The battle is never won. As workplaces change, so different risks and hazards appear. Unhappily there are many thousands of workers suffering today from hazards to which they were exposed sometimes decades ago. For example, asbestos cases are not expected to peak for several years to come.

Thompsons continues to campaign to prevent and avoid hazards and to fight test cases to secure compensation.
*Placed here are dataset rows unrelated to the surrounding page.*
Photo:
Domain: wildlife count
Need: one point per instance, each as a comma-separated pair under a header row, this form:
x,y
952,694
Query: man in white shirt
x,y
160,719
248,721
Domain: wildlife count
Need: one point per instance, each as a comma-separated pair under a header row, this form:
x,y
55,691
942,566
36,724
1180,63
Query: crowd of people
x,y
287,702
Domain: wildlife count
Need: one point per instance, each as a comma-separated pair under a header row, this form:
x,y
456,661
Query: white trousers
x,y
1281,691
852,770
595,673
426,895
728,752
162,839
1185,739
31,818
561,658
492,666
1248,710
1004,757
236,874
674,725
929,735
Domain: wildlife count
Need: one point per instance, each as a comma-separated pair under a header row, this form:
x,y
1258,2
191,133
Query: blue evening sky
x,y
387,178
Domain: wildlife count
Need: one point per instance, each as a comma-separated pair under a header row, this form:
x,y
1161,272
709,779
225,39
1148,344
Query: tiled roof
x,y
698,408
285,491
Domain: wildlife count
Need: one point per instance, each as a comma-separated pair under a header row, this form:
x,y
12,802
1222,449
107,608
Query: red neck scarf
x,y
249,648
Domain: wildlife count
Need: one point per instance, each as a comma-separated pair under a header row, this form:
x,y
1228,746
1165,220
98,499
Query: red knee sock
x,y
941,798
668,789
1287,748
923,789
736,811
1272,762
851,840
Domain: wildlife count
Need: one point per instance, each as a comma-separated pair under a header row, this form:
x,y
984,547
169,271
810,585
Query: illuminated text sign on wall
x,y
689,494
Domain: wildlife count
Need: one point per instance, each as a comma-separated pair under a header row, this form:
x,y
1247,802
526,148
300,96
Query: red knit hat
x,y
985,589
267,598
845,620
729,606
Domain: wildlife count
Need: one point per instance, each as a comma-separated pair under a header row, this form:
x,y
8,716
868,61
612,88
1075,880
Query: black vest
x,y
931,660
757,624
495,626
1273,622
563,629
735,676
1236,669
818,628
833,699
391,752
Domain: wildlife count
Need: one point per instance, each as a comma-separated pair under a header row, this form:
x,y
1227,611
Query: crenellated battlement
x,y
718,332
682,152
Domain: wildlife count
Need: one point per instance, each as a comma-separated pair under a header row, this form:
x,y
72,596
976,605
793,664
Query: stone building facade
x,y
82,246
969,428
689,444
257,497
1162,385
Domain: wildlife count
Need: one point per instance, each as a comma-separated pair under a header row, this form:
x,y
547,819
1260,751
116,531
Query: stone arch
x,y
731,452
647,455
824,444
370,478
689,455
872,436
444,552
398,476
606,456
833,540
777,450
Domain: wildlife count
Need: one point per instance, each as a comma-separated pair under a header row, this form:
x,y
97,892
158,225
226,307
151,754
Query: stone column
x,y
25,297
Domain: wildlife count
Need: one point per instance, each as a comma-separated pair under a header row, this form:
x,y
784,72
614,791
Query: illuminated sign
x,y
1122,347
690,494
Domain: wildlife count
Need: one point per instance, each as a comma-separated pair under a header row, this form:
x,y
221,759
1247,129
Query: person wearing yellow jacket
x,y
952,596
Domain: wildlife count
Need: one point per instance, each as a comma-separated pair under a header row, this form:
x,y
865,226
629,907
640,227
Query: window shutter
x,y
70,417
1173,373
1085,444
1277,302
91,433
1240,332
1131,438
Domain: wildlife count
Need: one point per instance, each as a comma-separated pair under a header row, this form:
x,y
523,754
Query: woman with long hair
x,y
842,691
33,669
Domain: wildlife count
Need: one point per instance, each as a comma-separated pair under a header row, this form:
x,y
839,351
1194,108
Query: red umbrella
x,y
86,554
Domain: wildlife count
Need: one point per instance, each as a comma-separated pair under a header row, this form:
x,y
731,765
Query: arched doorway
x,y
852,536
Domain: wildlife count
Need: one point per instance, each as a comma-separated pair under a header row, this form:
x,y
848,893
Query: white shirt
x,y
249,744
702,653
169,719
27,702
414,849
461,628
But there are even bigger battles to be fought. This is written at a time when once again civil liberties are being attacked. In 1938, W.H. Thompson’s book Civil Liberties concluded with this paragraph:

“There would, therefore, appear to be some lessons to be learned – some which have been learned by painful experience and forgotten. The right of association, the right to strike, the right to express unpopular opinion, the right to preach peace in the midst of war, the right to criticise and challenge authority – these and many other rights have been ruthlessly taken away in Fascist states and the democratic organisations smashed. Let us take care in this country that the totalitarian State is not introduced while we sleep. The judge, the magistrate, and the policeman are not the persons who are the most satisfactory guardians of working-class liberty; if this book has demonstrated that fact, the necessary implication surely is that liberties of the people of this country can only be preserved by the united ceaseless vigilance and struggle of all those people who believe that freedom and democracy are the inalienable rights of mankind”.

Thompsons is proud to continue to play a part in this struggle.